Currently we have three R wrappers. They differ in functionalities, the abstraction level of arguments they take in, and where they are used in testsuites. Eventually their functionalities will be subsets of SFPCA wrappers' and thus they should be removed.

1. sfpca

https://github.com/michaelweylandt/MoMA/blob/7c8fd20fbd18d9cbfe21837bacd8ad401853efa6/R/sfpca.R#L1

It is simply an R interface for the C++ function cpp_sfpca , https://github.com/michaelweylandt/MoMA/blob/7c8fd20fbd18d9cbfe21837bacd8ad401853efa6/src/moma_R_function.cpp#L6 which uses repeatedly MoMA::solve and MoMA::deflate. We need to explicitly specify all parameters.

What it does: Solve the penalized SVD for fixed alpha_u/v, lambda_u/v. It also finds rank-k SVD by repeatedly deflating the matrix and then rerunning the algorithm. Note we don't have tests for the latter functionality yet.

Where it is used in the testsuite: It is used to test the correctness of the PG algorithm. To do this we inspect special cases where closed-form solutions exist. Then we check the results obtained by our algorithm against closed-form solutions. See https://github.com/michaelweylandt/MoMA/blob/7c8fd20fbd18d9cbfe21837bacd8ad401853efa6/tests/testthat/test_sfpca.R#L1.

2. moma_svd

https://github.com/michaelweylandt/MoMA/blob/7c8fd20fbd18d9cbfe21837bacd8ad401853efa6/R/moma_svd.R#L61

What it does: It supports the following three use cases.
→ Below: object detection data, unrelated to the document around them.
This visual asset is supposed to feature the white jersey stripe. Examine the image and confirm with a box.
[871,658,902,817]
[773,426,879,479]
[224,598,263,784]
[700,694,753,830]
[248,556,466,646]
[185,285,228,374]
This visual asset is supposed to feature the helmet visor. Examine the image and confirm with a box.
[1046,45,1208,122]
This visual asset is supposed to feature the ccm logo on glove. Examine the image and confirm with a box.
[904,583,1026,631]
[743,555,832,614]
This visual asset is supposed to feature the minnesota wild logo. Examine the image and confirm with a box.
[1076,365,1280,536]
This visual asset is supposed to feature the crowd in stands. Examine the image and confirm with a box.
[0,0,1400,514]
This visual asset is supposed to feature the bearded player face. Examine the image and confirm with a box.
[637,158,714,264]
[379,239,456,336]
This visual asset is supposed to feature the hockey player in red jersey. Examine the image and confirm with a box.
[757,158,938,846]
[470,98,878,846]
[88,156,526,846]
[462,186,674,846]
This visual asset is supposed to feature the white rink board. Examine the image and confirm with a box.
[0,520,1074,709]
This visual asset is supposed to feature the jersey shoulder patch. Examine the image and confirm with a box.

Note that it cooperates with prox argument wrappers like lasso(), scad() and PG loop settings wrapper (not merged yet). Essentially what it does is a proper subset of MoMA::select_nestedBIC described in section 3.
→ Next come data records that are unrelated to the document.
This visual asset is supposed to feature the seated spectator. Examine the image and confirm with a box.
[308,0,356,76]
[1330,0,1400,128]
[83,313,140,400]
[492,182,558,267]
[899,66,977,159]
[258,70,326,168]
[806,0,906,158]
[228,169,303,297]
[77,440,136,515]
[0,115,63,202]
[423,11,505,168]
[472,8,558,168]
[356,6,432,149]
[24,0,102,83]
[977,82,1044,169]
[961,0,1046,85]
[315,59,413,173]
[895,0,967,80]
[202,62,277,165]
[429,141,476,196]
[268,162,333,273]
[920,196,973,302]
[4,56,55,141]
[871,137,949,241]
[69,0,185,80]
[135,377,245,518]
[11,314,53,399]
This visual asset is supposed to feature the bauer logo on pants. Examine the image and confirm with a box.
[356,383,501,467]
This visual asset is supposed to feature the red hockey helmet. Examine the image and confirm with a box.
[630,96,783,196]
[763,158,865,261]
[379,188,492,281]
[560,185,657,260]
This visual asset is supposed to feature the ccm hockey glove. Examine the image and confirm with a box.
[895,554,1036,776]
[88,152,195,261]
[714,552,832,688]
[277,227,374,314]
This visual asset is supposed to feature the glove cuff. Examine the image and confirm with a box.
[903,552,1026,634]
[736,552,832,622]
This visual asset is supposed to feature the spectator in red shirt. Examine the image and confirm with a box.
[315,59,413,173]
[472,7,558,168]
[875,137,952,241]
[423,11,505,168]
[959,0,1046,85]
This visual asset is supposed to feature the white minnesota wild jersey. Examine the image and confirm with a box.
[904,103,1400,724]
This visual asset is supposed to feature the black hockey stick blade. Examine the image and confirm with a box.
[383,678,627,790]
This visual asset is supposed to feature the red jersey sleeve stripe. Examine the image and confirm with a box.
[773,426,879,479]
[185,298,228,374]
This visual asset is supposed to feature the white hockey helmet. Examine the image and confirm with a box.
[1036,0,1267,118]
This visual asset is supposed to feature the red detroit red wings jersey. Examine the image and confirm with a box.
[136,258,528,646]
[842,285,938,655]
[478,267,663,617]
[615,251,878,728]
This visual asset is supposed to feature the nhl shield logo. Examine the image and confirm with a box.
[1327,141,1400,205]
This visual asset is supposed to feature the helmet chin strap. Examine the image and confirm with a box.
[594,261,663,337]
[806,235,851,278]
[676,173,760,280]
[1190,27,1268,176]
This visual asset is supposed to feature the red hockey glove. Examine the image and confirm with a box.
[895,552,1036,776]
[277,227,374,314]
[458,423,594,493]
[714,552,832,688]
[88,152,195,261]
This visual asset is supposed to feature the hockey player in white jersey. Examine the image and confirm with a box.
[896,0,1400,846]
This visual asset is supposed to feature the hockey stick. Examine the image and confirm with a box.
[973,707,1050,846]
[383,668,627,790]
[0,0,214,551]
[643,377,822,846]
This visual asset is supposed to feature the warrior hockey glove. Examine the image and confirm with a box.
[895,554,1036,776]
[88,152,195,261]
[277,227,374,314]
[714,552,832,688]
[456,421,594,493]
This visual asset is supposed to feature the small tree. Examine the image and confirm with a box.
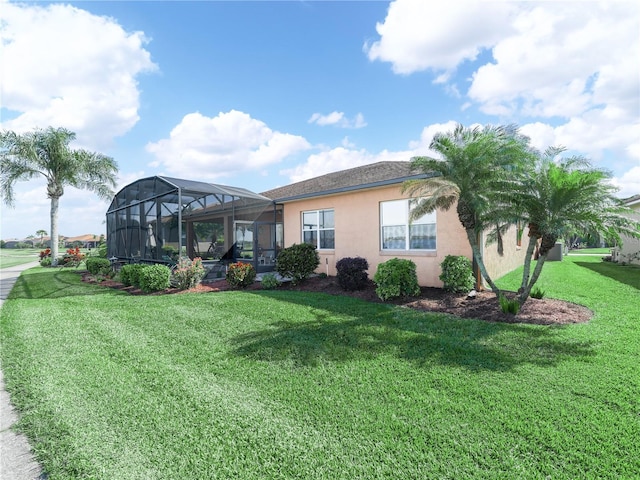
[0,127,118,265]
[36,230,47,247]
[403,125,531,296]
[514,147,640,305]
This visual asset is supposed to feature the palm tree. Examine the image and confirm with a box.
[403,125,530,295]
[514,147,640,305]
[36,229,47,246]
[0,127,118,265]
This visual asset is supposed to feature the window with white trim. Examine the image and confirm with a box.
[302,209,336,249]
[380,199,436,250]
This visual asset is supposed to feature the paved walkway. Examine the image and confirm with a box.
[0,262,47,480]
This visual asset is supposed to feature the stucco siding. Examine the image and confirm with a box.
[284,185,471,287]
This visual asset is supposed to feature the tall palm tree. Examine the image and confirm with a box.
[403,125,530,295]
[514,147,640,305]
[36,229,47,246]
[0,127,118,265]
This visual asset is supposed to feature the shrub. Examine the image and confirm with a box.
[84,257,111,275]
[140,264,171,293]
[336,257,369,291]
[373,258,420,300]
[260,273,280,290]
[529,285,546,300]
[120,263,144,288]
[440,255,475,293]
[173,257,207,290]
[498,295,520,315]
[227,262,256,288]
[95,242,107,258]
[276,243,320,285]
[59,247,84,268]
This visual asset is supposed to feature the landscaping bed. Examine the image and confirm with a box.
[83,274,593,325]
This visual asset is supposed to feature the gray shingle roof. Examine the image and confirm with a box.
[261,162,427,202]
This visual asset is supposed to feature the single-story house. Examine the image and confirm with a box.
[107,162,526,287]
[611,194,640,265]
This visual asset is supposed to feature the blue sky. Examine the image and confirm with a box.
[0,0,640,239]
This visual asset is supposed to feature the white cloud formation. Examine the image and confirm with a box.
[468,2,640,123]
[308,111,367,128]
[0,2,157,149]
[146,110,311,180]
[612,165,640,198]
[364,0,512,74]
[366,0,640,189]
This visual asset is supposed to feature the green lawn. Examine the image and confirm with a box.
[569,247,611,255]
[0,248,40,268]
[0,256,640,479]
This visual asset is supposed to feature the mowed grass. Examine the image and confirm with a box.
[0,248,40,269]
[0,256,640,479]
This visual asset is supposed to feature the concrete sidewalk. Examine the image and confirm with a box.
[0,262,47,480]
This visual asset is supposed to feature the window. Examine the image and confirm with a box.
[380,199,436,250]
[302,209,335,249]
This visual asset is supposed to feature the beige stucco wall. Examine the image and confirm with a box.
[284,185,471,287]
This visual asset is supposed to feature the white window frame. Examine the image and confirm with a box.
[379,198,438,252]
[300,208,336,250]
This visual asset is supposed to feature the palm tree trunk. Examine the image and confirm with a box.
[518,252,548,307]
[466,229,500,297]
[518,235,538,293]
[51,197,60,267]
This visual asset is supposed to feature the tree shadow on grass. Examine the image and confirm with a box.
[233,292,595,371]
[9,268,118,300]
[574,262,640,290]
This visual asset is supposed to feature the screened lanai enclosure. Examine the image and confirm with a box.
[107,176,283,272]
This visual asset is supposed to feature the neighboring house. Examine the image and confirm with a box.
[64,233,100,248]
[262,162,526,287]
[611,194,640,265]
[107,162,527,287]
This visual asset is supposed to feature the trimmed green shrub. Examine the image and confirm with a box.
[260,273,280,290]
[95,242,107,258]
[276,243,320,285]
[84,257,111,275]
[119,263,144,288]
[336,257,369,291]
[172,257,207,290]
[440,255,475,293]
[139,263,171,293]
[227,262,256,288]
[373,258,420,301]
[498,295,520,315]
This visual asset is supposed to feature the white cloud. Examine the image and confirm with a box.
[308,111,367,128]
[469,2,640,122]
[146,110,311,180]
[367,0,640,181]
[364,0,512,74]
[612,165,640,198]
[0,2,157,149]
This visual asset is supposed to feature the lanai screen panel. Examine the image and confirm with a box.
[107,177,272,261]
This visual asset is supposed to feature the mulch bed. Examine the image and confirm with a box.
[82,273,593,325]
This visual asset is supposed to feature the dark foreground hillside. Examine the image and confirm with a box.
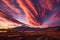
[0,26,60,40]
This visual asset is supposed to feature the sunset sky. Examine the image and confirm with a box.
[0,0,60,28]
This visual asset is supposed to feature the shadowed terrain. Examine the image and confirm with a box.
[0,26,60,40]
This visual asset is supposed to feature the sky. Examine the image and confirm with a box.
[0,0,60,28]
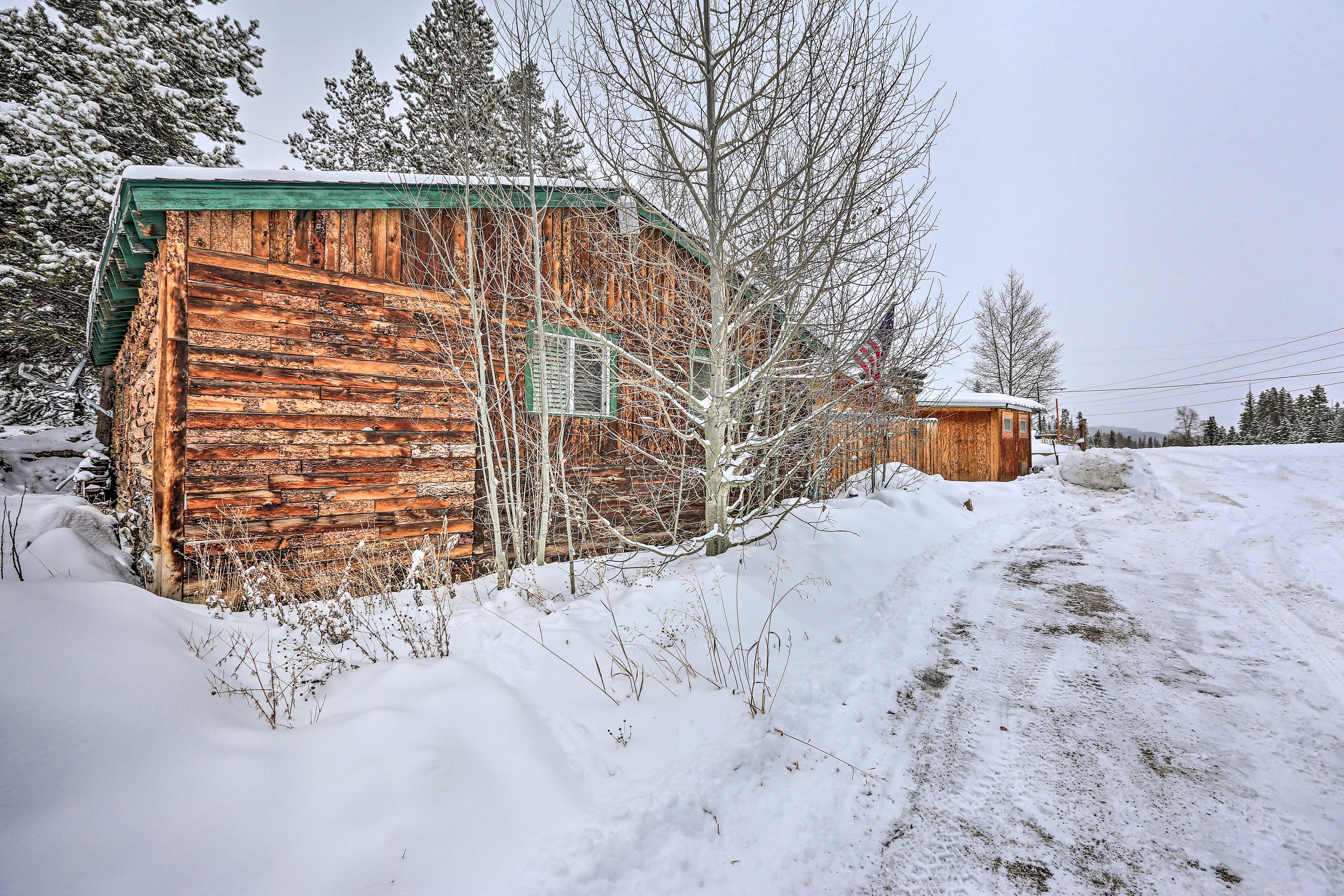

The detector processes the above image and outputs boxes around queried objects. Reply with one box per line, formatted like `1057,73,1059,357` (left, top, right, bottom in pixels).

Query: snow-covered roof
915,392,1046,414
113,165,620,189
86,165,703,365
1) Find rank-k penalized SVD with fixed alpha_u/v and lambda_u/v by calling cpp_sfpca described above;

2) Run nested-BIC search on 2-D grids, whose axises could be a combination of any two parameters, by calling cpp_sfpca_nestedBIC. cpp_sfpca_nestedBIC does some sanity check and then calls MoMA::select_nestedBIC; https://github.com/michaelweylandt/MoMA/blob/7c8fd20fbd18d9cbfe21837bacd8ad401853efa6/src/moma_R_function.cpp#L179

3) Run grid search on 2-D grids by calling cpp_sfpca_grid, which uses MoMA::reset and MoMA::solve; https://github.com/michaelweylandt/MoMA/blob/7c8fd20fbd18d9cbfe21837bacd8ad401853efa6/src/moma_R_function.cpp#L80

Where it is used in the testsuite: It tests that prox arguments are correctly passed to C++ side (see test_argument.R https://github.com/michaelweylandt/MoMA/blob/7c8fd20fbd18d9cbfe21837bacd8ad401853efa6/tests/testthat/test_arguments.R#L1 ). We also test that cpp_sfpca_grid and cpp_sfpca give identical result (see test_grid.R https://github.com/michaelweylandt/MoMA/blob/7c8fd20fbd18d9cbfe21837bacd8ad401853efa6/tests/testthat/test_grid.R#L1).

3 MoMA::grid_BIC_mix

This will become the core of SFPCA wrappers (in progress). It supports finding the first k pairs of singular vectors, and the combination of nested-BIC search and grid search.

Where it is used in the testsuite: We test that it gives correctly sized lists. See https://github.com/michaelweylandt/MoMA/blob/7c8fd20fbd18d9cbfe21837bacd8ad401853efa6/tests/testthat/test_BIC_gird_mixed.R#L1

michaelweylandt commented 5 years ago

This is a great issue - thanks for opening!

Do you think it'd be possible to consolidate down to a single C++ entry point or is that too tricky to design?

As you mentioned in a recent email, it's tricky to have grid parameters and multi-rank solutions. (It's ok if it's a "grid" of a single parameter, but it's hard after that...) That might just be a thing we disallow until we can (someday) find a better fix.

Banana1530 commented 5 years ago

An update on current APIs' location.

Docs: https://docs.google.com/document/d/1TM-VW6nR_8CjlLjJ3SrFF6nJVXjeMFD2jDfKOktgPJM/edit?usp=sharing

Banana1530 commented 5 years ago
Argument specification Function Use case
Specify all arguments explicitly sfpca sfpca.R sfpca(X, alpha_u = 1, alpha_v = 2, Omega_u = sec_diff_mat(n), Omega_v = diag(p), EPS = 1e-9, MAX_ITER = 1e+5)
Parameter values and penalty types are separated; algorithm precision settings are wrapped in moma_pg_settings() moma_svd, SFPCA$initialize ... moma_expose.R SFPCA$initialize(X, u_sparsity = lasso(), lambda_u = c(1,10), selection_str = "ggbg" )
Parameter values and selection method are absorbed in penalty types moma_sfpca, moma_twpca ... moma_sf*_wrapper.R moma_spca(X, u_sparse = moma_lasso(lambda = seq(0, 2, 0.2), select_scheme = "b") )

The above table summarizes ways to specify penalty arguments.